そしてなかなか介護現場で使いこなせる記録システムがないというのも事実です。
今回はそんな排泄ケアの記録に悩む現場の課題を解決できそうなシステムを見つけたのでご紹介します。
この排泄ケアシステム、2022年5月に全国向けにリリースされました。介護ロボット導入補助金を利用して半額補助を受けての購入が可能です。
遠隔監視やIoTセンサー、生体認証などで確固たる技術を持つNECプラットフォームズが、真面目に排泄ケアという最も「人間的」な部分のシステム化に取り組んでいるわけで、非常に面白い製品だと思いました。
2023年のケアテックスの展示会場でお尋ねした質問などを交えて製品のご紹介をします。
NECサニタリー利用記録システム
利用者の方の排泄周りの実態を正確に把握でき、排泄の記録を全自動化するシステムです。
排泄記録を手書きで行っている場合、利用者が介助コールを鳴らしてスタッフが介助に行かない限り、正確な排便の時間を記録することができません。排便の状態などの実態を把握することも難しいです。
このシステムはセンサーとカメラを組み合わせた排泄検知ユニットを便器に取り付けることによって、これまで完全に把握できなかった排便のタイミングを正確に把握し、かつ記録を自動化することができるという優れものです。

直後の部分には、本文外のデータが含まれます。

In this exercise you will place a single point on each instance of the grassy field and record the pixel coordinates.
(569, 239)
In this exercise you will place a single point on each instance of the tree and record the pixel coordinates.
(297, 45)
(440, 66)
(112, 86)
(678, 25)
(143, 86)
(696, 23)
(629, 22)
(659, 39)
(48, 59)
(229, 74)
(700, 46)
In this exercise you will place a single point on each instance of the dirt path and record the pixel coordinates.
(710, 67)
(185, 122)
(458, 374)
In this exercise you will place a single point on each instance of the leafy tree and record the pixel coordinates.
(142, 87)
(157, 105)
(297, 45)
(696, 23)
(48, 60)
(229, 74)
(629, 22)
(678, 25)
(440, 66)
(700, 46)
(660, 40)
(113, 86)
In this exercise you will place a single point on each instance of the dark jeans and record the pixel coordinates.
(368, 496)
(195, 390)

具体的には、施設のトイレに排泄検知ユニット、センサーで検知した情報を送信する制御ボックス、個人識別センサーを取り付け、利用者の方がトイレに入ってから出るまでの記録を全て全自動で取ることができます。
このシステムのユニークなのは、光学センサーで尿や便の状態を取得し、制御ボックスの中の機械学習を用いたAIエンジンでそれを分析して、その結果を登録したユーザへ通知します。
光学センサーで一時取得したデータは分析後すぐに廃棄します。
便の色や状態は、これまでは、人の目視に頼っていましたが、人の目以上に詳細に記録できます。言うまでもなく便は健康のバロメーター、ケアの質やQOL向上が期待できるというわけです。

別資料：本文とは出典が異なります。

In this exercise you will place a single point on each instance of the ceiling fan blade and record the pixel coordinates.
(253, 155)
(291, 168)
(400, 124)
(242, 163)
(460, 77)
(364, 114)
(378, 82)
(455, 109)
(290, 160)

もう一つ見過ごせないのが利用者のプライバシーの確保と職員の方の負担感の軽減です。
これまでは、職員の方が、トイレ介助する時間を決めて定期的に利用者の方を訪室して、その都度に排泄の有無を本人に確認したりしなくてはいけませんでした。利用者の方もトイレに行きたくもないのにトイレに行かなくてはならない。

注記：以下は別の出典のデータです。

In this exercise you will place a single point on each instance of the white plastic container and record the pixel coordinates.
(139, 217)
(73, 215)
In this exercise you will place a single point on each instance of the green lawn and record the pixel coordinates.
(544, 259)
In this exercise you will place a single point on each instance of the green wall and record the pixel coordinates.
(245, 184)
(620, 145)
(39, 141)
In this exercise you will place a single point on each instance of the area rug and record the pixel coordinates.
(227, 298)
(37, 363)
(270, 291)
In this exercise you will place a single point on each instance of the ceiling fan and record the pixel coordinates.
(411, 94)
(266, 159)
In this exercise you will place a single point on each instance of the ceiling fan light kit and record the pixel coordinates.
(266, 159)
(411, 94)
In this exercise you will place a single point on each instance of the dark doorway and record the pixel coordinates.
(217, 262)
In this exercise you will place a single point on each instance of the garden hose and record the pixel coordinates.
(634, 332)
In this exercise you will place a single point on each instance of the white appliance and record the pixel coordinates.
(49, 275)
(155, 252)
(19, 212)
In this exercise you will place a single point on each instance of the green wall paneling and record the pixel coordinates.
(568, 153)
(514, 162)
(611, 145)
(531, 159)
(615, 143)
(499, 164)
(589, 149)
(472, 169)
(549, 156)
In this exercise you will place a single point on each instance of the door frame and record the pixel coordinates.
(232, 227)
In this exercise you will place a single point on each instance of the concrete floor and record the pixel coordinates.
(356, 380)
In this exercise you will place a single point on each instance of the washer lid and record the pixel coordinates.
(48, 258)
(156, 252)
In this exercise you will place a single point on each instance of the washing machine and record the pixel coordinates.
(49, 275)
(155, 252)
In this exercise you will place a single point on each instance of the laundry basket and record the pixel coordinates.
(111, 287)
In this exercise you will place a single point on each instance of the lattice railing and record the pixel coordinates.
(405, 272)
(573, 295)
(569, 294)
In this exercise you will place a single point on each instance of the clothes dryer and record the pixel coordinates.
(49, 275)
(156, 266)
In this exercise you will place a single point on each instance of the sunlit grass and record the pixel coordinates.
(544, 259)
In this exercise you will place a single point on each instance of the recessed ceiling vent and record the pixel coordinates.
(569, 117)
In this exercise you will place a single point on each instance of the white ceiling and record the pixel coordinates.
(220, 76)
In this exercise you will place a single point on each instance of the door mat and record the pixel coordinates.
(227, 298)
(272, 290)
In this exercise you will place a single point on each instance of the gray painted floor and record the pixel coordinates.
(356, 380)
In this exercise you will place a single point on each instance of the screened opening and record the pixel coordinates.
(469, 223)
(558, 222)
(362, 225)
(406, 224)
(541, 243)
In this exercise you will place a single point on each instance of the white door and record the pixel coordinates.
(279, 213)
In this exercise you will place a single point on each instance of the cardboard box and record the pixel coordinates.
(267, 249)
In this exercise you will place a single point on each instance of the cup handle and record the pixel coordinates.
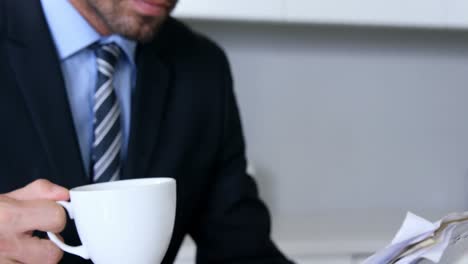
(79, 250)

しかし、このシステムの場合、利用者の方がトイレに入ったタイミングがわかるので、そのタイミングで訪室すればよいわけです。定期的に部屋を訪れて、声掛けする必要がなくなる。
また、従来型の入退室の人感センサー等と異なり、個人用トイレだけではなくて共用トイレにおいても個人を識別することができます。個人毎に通知を設定することで、その利用者ごとに通知を鳴らし分け、本人に適した介助のタイミングの提供を実現できます。
利用者側も本当に必要な時だけ、来てくれたほうが助かるわけで、これは双方にとって見過ごせない大事なメリットだと思います。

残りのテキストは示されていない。